Notice the formal plan and shapes of the ponds: Informally arranged plants within the formal outline of the ponds.

Some large tall non-water plants were sneekily planted above the water (bananas for example), looking like they were growing in the ponds, too. I did not know that (what looks like) canna could grow in standing water. They might look better than the ratty cattails in the highly visible stormwater management basins plopped around here after the roads and Potomac River's Wilson Bridge was widened.

Annuals Garden
A path from the sunken garden to the greenhouse crossed what I call the annuals gardens - right down the middle.

Each side of a pleasant trellis-covered walk looked onto a large expanse of grass and beds of mundane annuals.
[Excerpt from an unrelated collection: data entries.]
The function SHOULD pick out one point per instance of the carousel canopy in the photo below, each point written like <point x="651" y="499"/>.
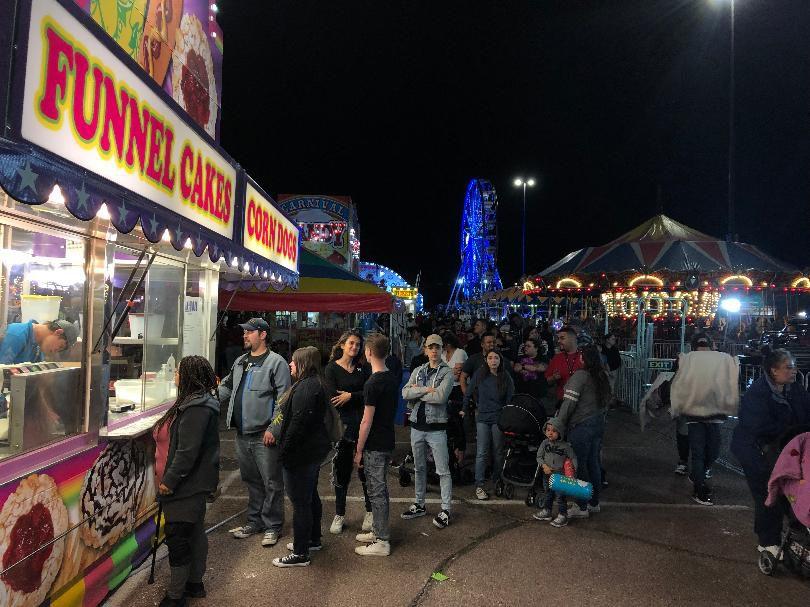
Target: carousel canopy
<point x="661" y="243"/>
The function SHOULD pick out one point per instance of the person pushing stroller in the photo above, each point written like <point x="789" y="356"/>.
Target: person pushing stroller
<point x="551" y="457"/>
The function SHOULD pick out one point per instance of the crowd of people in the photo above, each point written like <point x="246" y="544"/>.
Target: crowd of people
<point x="284" y="416"/>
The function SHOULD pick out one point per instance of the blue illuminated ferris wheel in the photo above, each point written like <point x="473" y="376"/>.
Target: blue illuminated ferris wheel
<point x="479" y="244"/>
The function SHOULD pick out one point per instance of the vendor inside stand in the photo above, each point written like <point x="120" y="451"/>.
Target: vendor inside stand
<point x="33" y="342"/>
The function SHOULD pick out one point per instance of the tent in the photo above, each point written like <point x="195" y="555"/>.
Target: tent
<point x="323" y="287"/>
<point x="661" y="243"/>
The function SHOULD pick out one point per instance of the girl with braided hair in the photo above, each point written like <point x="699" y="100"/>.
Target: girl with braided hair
<point x="190" y="475"/>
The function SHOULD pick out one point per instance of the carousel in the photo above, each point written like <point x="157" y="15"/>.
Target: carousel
<point x="671" y="273"/>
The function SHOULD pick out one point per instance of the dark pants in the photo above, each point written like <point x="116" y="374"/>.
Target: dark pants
<point x="301" y="484"/>
<point x="767" y="520"/>
<point x="342" y="466"/>
<point x="704" y="447"/>
<point x="586" y="439"/>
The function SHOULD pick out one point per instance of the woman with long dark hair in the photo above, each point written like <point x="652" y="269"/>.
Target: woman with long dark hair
<point x="303" y="443"/>
<point x="491" y="387"/>
<point x="345" y="376"/>
<point x="582" y="423"/>
<point x="191" y="475"/>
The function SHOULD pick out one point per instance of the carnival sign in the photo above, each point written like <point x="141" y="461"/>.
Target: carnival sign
<point x="267" y="232"/>
<point x="85" y="105"/>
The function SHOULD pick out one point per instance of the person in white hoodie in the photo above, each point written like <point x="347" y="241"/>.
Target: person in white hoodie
<point x="704" y="393"/>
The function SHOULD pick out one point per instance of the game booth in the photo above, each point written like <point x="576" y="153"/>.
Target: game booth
<point x="119" y="216"/>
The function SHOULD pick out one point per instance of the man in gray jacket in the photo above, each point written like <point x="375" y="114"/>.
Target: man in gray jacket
<point x="428" y="389"/>
<point x="251" y="390"/>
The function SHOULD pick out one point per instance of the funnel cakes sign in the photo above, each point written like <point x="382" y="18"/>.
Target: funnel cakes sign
<point x="268" y="232"/>
<point x="84" y="104"/>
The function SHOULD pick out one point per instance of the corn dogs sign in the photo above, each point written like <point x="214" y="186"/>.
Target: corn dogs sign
<point x="84" y="104"/>
<point x="269" y="233"/>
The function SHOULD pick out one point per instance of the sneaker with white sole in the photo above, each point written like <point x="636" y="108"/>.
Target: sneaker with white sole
<point x="292" y="560"/>
<point x="774" y="550"/>
<point x="415" y="510"/>
<point x="377" y="548"/>
<point x="543" y="515"/>
<point x="312" y="547"/>
<point x="337" y="524"/>
<point x="574" y="511"/>
<point x="442" y="519"/>
<point x="244" y="531"/>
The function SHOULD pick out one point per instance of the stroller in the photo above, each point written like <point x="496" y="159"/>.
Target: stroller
<point x="522" y="424"/>
<point x="794" y="551"/>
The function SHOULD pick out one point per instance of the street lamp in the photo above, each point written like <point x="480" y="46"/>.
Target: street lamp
<point x="520" y="182"/>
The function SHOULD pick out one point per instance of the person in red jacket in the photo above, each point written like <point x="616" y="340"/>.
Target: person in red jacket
<point x="564" y="362"/>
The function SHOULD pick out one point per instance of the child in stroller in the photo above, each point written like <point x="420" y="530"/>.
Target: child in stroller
<point x="789" y="488"/>
<point x="521" y="422"/>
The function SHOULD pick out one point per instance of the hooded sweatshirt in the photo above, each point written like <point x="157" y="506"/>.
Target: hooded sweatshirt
<point x="554" y="453"/>
<point x="192" y="465"/>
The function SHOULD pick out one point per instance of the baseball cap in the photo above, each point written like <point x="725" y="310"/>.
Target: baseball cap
<point x="255" y="324"/>
<point x="434" y="339"/>
<point x="70" y="331"/>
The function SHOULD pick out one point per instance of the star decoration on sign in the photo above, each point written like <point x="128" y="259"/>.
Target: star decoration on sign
<point x="82" y="197"/>
<point x="28" y="178"/>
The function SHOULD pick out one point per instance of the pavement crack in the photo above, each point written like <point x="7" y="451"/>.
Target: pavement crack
<point x="476" y="541"/>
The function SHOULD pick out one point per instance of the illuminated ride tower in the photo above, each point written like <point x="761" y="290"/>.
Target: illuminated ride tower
<point x="479" y="245"/>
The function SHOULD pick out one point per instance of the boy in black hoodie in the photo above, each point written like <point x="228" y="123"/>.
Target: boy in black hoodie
<point x="551" y="456"/>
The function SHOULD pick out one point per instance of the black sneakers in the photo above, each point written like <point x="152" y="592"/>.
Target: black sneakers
<point x="703" y="496"/>
<point x="442" y="519"/>
<point x="414" y="511"/>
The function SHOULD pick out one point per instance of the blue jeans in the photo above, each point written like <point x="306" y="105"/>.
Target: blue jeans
<point x="704" y="448"/>
<point x="436" y="440"/>
<point x="261" y="472"/>
<point x="376" y="465"/>
<point x="488" y="443"/>
<point x="302" y="489"/>
<point x="586" y="439"/>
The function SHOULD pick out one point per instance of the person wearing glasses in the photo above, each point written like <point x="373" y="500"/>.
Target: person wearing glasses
<point x="32" y="342"/>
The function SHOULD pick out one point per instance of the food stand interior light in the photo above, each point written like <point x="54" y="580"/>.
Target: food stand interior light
<point x="737" y="279"/>
<point x="731" y="304"/>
Quantity (of some of my least favorite annuals) rather than quality inspired admiration. Where could one find the largest grasshopper in American but at the largest house in America.

But wait, look at some of the beds along the perimeter walk: Bananas, canna, and castor bean.


The greenhouse was stuffed with plants - maybe a little overstuffed? --Every cactus and succulent under the sun (or glass.) It's larger than a lot of botanical gardens and commercial greenhouses.

Guarding an entrance was a harmonious combination of purple castor bean plants (Ricinus communis) and elephant ears (Colocasia esculenta) I believe were Mojito. Yellow Brugmansia were in bloom outside on a terrace.

04 November 2012

Gone With The Wind

I ventured out in middle of hurricane Sandy to pick fresh herbs for minestrone soup. I must have been nuts, but the oregano, cutting celery, and basil did the soup well. The gardens did not do as well though.

The 8-foot tall (2.5 m) castor bean plants were flattened. These annuals were going to go when we get our first frost, so it's no loss. They were staked up a bit after a thunderstorm in August bent them over.

The Tuscany basil was blown to one side, like someone combs their hair to one side. Zinnias, another annual, were smacked down. The lonely second season sunflower was flattened. The sunflowers were picked and brought indoors for late flowers in the house - along with a few tomatoes still going.

But Sandy left a little new autumn gift in the deck. Some type of fungal growth appeared along the seams in the wood platform steps, probably where dirt and gunk accumulated. In two days (after the rain stopped) it all vanished.

Fortunately, there were no power outages beyond a few minutes. No one in my neighborhood was flooded, although the low lying areas were evacuated because of flooding in the past five years. We await more surprises climate change may bring in the future.